Brunch Over Troubled Water
Jun 11 — Jul 18
Marlborough Chelsea is pleased to present Brunch Over Troubled Water a special group exhibition of gallery artists at Plutschow Gallery in Zurich, 11 June – 18 July.
The exhibition features new painting, sculpture, video, prints and drawings by Mike Bouchet, Jonah Freeman & Justin Lowe, Drew Heitzler, Tony Matelli, and Davina Semo, and serves as a cross-section of Marlborough Chelsea’s program. The works are thematically linked by art-historical investigation, narrative strategies, pop-cultural reference and formal concerns, and cohere around a shared dedication to craftsmanship in the service of concept and content.
Frankfurt-based American Mike Bouchet’s large-scale cheeseburger paintings and works made with his own proprietary diet cola formula interrogate both the export of American excess and the revolving door between advertising and art history.
New York duo Jonah Freeman & Justin Lowe are well known for their colossal and immersive installations which function as inhabitable collages. The artists are represented here by their 2014 feature-length video The Floating Chain which condenses into filmic space the surreality of the installations, and provides insight into their fictitious society and its sub-cultures. Also included are the artists’ large-scale stainless steel mirror works that act both as psychedelic abstraction and a dematerialization of the wall itself.
Los Angeles artist Drew Heitzler ‘s work deals in a good-natured form of cultural paranoia, plumbing history for compelling and often sinister connections among historical and pop-cultural figures.
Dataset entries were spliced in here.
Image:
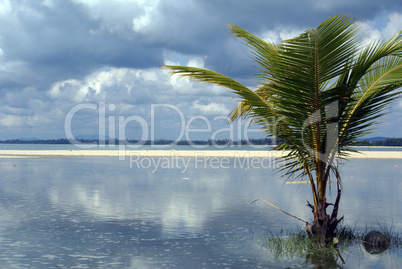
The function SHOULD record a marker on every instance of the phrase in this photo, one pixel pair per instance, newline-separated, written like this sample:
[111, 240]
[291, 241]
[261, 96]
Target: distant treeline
[392, 142]
[389, 142]
[219, 142]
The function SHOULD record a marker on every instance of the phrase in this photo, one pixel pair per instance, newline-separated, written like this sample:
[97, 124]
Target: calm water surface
[99, 212]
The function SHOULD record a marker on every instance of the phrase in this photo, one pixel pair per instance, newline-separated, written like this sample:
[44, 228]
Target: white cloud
[394, 25]
[281, 33]
[211, 108]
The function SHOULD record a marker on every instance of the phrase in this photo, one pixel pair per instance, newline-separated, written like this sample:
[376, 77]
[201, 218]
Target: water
[97, 212]
[158, 147]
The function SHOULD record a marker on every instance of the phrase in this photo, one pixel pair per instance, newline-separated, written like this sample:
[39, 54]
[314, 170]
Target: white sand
[176, 153]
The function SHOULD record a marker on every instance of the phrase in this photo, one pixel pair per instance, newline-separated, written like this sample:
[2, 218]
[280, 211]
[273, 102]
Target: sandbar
[178, 153]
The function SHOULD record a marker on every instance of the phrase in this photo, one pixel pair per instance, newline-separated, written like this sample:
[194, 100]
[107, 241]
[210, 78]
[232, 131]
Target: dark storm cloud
[57, 54]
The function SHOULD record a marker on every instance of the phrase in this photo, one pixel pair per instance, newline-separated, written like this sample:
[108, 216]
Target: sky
[91, 67]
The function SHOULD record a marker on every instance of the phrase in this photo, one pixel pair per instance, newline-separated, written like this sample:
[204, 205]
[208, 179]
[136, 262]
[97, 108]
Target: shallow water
[98, 212]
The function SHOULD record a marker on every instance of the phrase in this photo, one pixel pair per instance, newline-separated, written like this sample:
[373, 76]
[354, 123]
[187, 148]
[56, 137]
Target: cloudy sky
[89, 67]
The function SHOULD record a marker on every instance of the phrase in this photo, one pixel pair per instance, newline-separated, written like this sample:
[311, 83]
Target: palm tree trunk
[324, 227]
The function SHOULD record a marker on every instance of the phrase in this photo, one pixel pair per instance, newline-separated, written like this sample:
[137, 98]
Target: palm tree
[321, 91]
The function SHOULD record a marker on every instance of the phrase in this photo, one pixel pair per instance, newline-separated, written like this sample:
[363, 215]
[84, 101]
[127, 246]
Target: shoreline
[178, 153]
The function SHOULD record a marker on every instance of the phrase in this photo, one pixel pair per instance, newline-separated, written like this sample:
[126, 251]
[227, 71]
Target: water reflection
[97, 212]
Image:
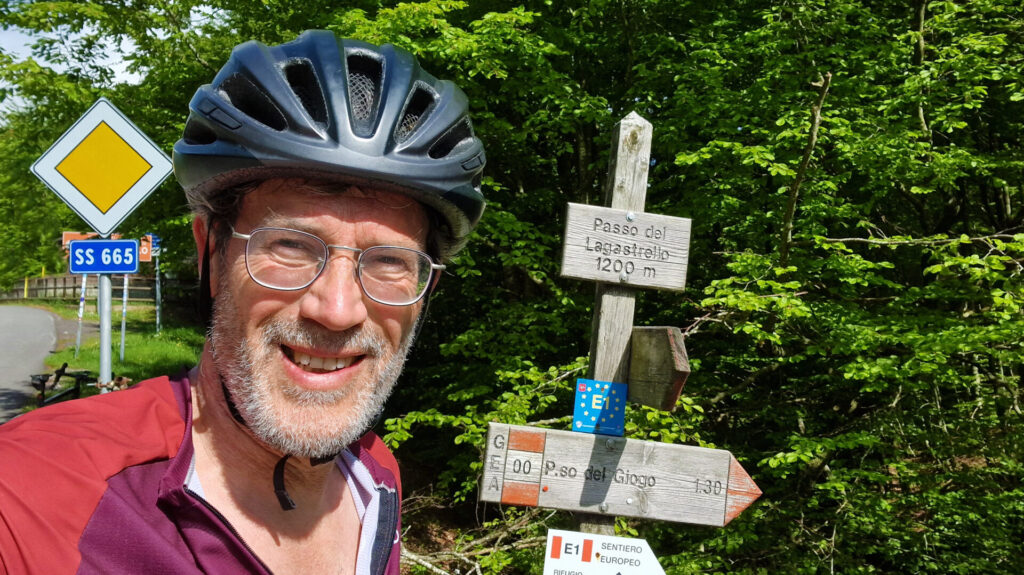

In this instance, Heitzler’s investigation of the denizens of the L.A. neighborhood of Pacific Palisades (from ex-Third Reich rocket scientists to B-Movie actresses) provides an incisive look at the intersection of Hollywood and the machinations of power in the United States.
Hyperrealist sculptor Tony Matelli brings together an exceptional level of craftsmanship with a particular brand of humorous pessimism with regard to the human condition. The artist is represented here by a pair of mirror sculptures, upon which gestural lines and scrawled vulgarities appear to have been etched by passersby in dust. The works function as a distillation of lazy rebellion and realist sculptor’s critique of abstract painting.
Sculptor Davina Semo locates the poetry and elegance in the harshest of industrial materials. Investing raw components such as chain, concrete and steel mesh with narrative suggestion (often through her flowery titles), Semo manages to infuse grit, meaning and emotion into the Minimalist tradition.